Intended learning outcomes
to engage in a critical inquiry into the concepts and practices of urban design and planning;
- to introduce students to the main theories and body of literature in the built environment;
- to gain practice in the basic skills of writing a literature review synthetic analysys;
- to gain an appreciation of both the process and product of the design of the built environment;
- to emphasize the need for planners to learn design, and designers to learn planning;
Course disposition
The course will operate as a seminar. Participants will read and discuss literature and projects relating to built environment - urban design and city planning in western world and the global south; prepare presentations on different topics pertinent to the course but foremsotly to their literature review section in the dissertation; and write a paper/essay for the course, i.e. their literature review for the PhD thesis
Literature and preparations
Specific prerequisites
Recommended prerequisites
Equipment
Literature
Roger Trancik, Finding Lost Space Van Nostrand: New York, 1986
Great Streets by Allan B. Jacobs (1995) MIT PRESS: Cambridge
The Death and Life of Great American Cities by Jane Jacobs (1961) Vintage; Reissue edition
The Built Environment A Collaborative Inquiry into Design and Planning by Wendy R McClure, Tom J Bartuska, Gerald L Young, John Wiley & Sons Ltd 2007, New York
Good City Form by Kevin Lynch (1995), MIT PRESS: Cambridge
How to Study Public Life, Jan Gehl and Birgitte Svarre - Island Press, Washington D.C. 2013
The Essential William Whyte by William Hollingsworth Whyte (2000) Fordham University Press
The Planning Game: Lessons from Great Cities by Alexander Garvin, W. W. Norton & Company, 2013
Cities and Design (Routledge Critical Introductions to Urbanism and the City) by Paul Knox, Routledge: London 2010
Bacon, Edmund. 1974. The Design of Cities. New York: Penguin Books.

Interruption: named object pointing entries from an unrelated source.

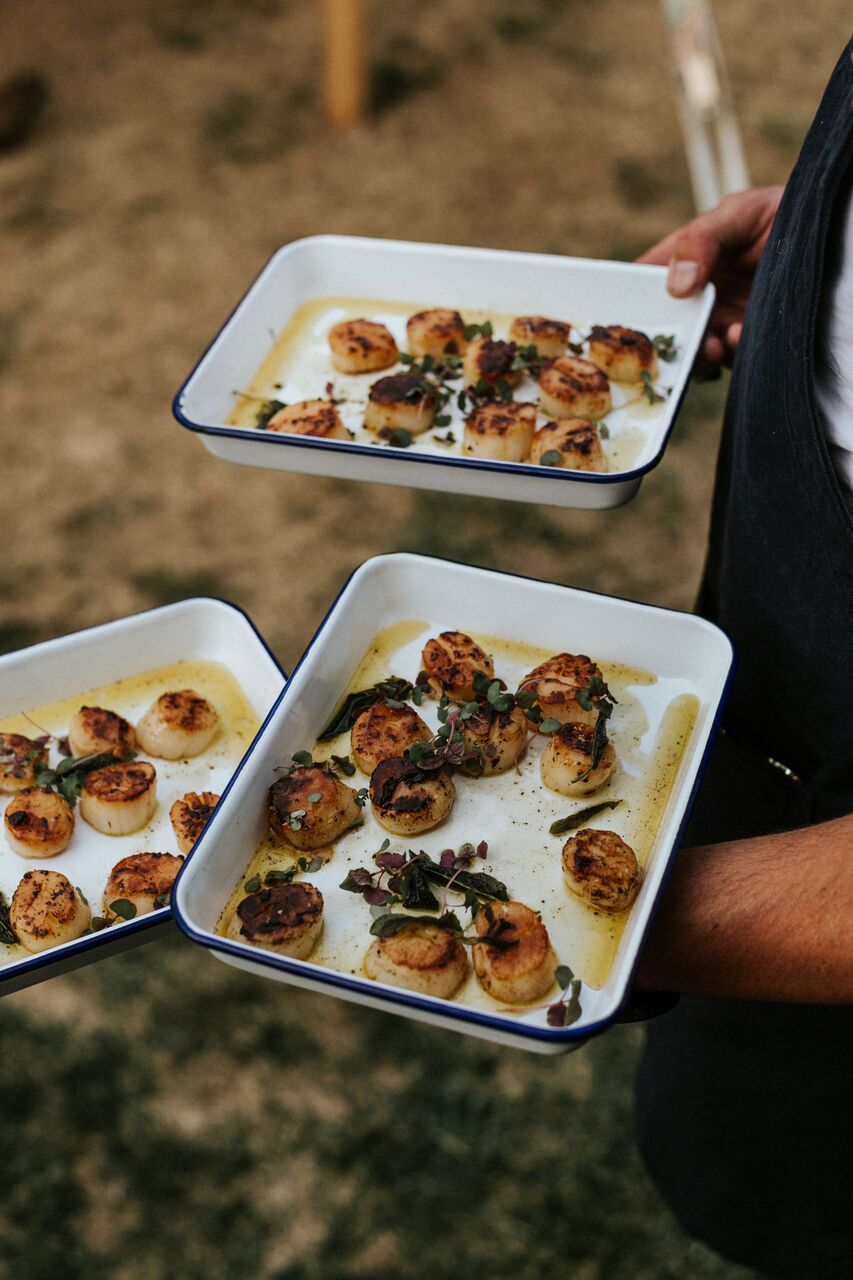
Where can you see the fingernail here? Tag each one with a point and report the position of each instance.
(683, 278)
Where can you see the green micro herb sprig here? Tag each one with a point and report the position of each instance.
(665, 346)
(580, 818)
(68, 777)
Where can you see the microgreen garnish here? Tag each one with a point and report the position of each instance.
(566, 1010)
(648, 389)
(393, 688)
(665, 346)
(68, 777)
(580, 818)
(268, 410)
(123, 908)
(8, 935)
(478, 330)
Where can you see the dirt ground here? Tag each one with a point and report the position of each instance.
(162, 1115)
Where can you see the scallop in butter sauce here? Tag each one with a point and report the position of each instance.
(299, 368)
(649, 728)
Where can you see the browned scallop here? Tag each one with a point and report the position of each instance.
(46, 910)
(361, 347)
(19, 760)
(407, 800)
(310, 808)
(550, 337)
(521, 969)
(496, 737)
(316, 417)
(179, 723)
(436, 333)
(556, 682)
(451, 659)
(571, 443)
(121, 798)
(400, 402)
(602, 869)
(624, 353)
(488, 360)
(286, 918)
(382, 732)
(420, 958)
(144, 880)
(190, 817)
(39, 823)
(568, 760)
(95, 730)
(571, 387)
(501, 430)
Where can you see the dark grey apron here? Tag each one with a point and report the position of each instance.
(746, 1109)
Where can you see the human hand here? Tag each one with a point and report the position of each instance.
(724, 247)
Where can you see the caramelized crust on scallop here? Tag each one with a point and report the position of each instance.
(382, 732)
(602, 869)
(406, 800)
(451, 661)
(19, 760)
(318, 417)
(190, 816)
(556, 682)
(521, 972)
(95, 730)
(310, 808)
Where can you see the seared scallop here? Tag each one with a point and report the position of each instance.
(190, 817)
(318, 417)
(94, 730)
(178, 725)
(571, 387)
(624, 353)
(400, 402)
(521, 972)
(451, 661)
(501, 430)
(39, 823)
(46, 910)
(497, 737)
(19, 760)
(141, 880)
(568, 760)
(570, 442)
(382, 731)
(556, 682)
(121, 798)
(491, 361)
(601, 869)
(436, 333)
(420, 958)
(361, 347)
(286, 918)
(310, 808)
(406, 800)
(550, 337)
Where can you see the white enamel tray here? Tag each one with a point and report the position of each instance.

Examination and completion
If the course is discontinued, students may request to be examined during the following two academic years.
Grading scale
Examination
- LIT1 - Literature assignment, 7.5 credits, grading scale: P, F
Based on recommendation from KTH’s coordinator for disabilities, the examiner will decide how to adapt an examination for students with documented disability.
The examiner may apply another examination format when re-examining individual students.
Opportunity to complete the requirements via supplementary examination
Opportunity to raise an approved grade via renewed examination
Examiner
Ethical approach
- All members of a group are responsible for the group's work.
- In any assessment, every student shall honestly disclose any help received and sources used.
- In an oral assessment, every student shall be able to present and answer questions about the entire assignment and solution.